Let me begin by saying that I love to read. My husband loves to read. Our kids love to pore over their books and all of our fabulous library finds. But, this habit has taken a backseat to well, other things.
I have always enjoyed reading: getting drawn into a great story, expanding my knowledge, and challenging my thinking. When my husband and I find something of interest we spend countless hours reading and researching online. For example, when I was first looking into homeschool as an option, you couldn’t find me reading or doing anything unless it was related to homeschool. My hubby has delved into the world of small motors (he wants to build a go kart type vehicle for the kids) and learned about batteries, gear boxes, drills, and most recently aquaponics. So, even though we do read, I would not by any means define us as avid readers.
In an attempt to change our casual reader status to well-read we have a few goals. 1. Read all of the books we have in our house. (Really, how could we have so many titles and have only read maybe half of them?) 2. Choose a book to read “together.” Not a read aloud type deal but a read as we make the time kind of a thing. It’ll be a great way to deepen our relationship as we share our ideas and thoughts on a book. 3. Keep a running list of books to read. I am more likely to pick up a new title if I know I already have an interest in the book. Oh the anticipation!
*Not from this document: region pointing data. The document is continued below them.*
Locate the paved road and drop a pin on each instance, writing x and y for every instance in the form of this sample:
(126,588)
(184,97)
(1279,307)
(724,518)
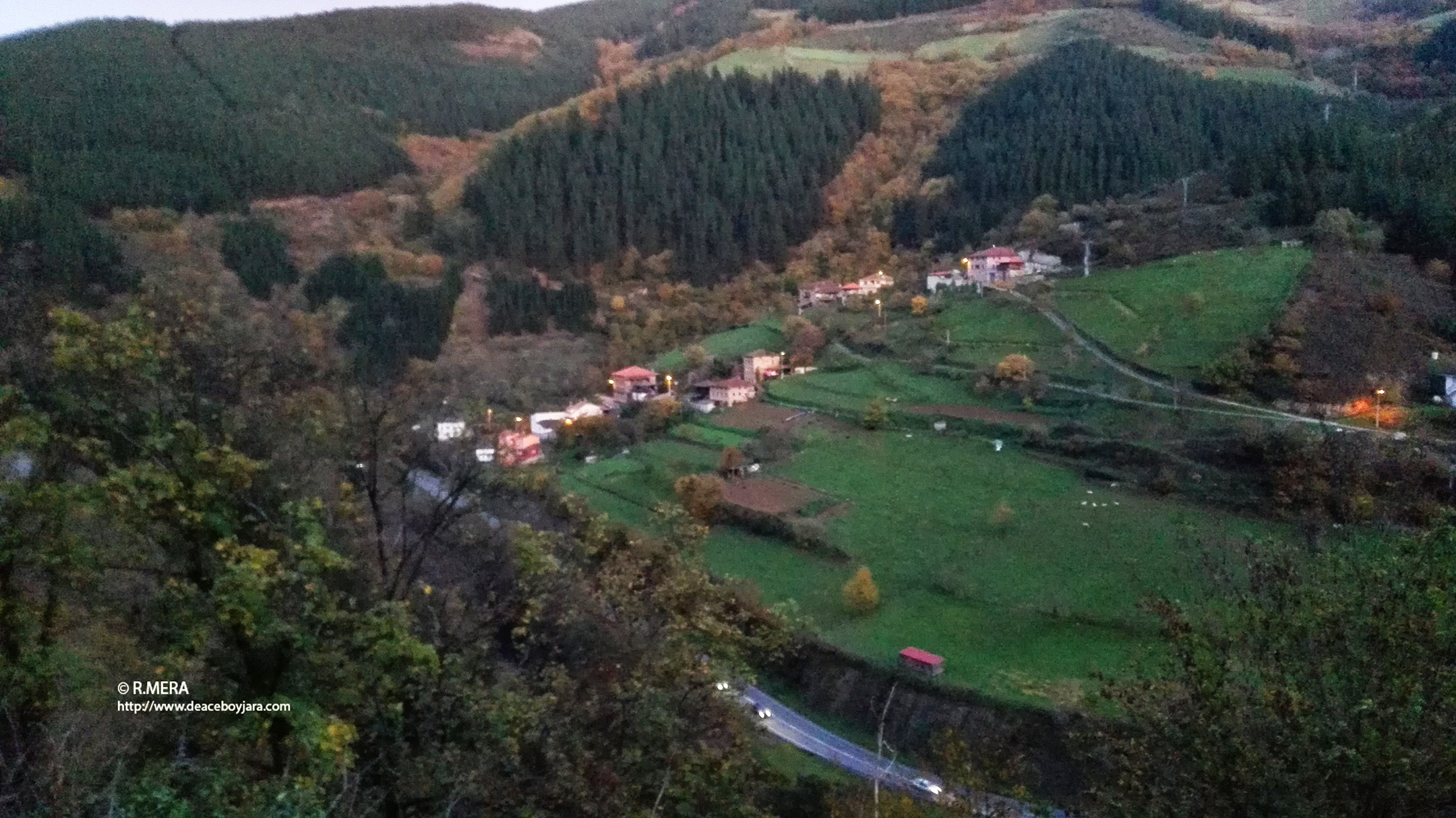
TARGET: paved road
(830,747)
(1081,339)
(813,738)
Our first choice is Magic Trees of the Mind How to Nurture Your Child’s Intelligence, Creativity, and Healthy Emotions from Birth Through Adolescence by Marian Diamond, Ph.D., and Janet Hopson. This copy was given to us by an aunt who read it for her early education courses. We began reading this a few years ago. Admittedly, I stopped because the beginning was full of information about the brain and neurological processes. It’s difficult for me to understand very technical language related to the medical field (and sometimes to be interested). But, I have a wonderful hubby who always knows how to explain it in a different way for me. And I really do have the desire to get to the good stuff – “learning to develop and expand my child’s mind.”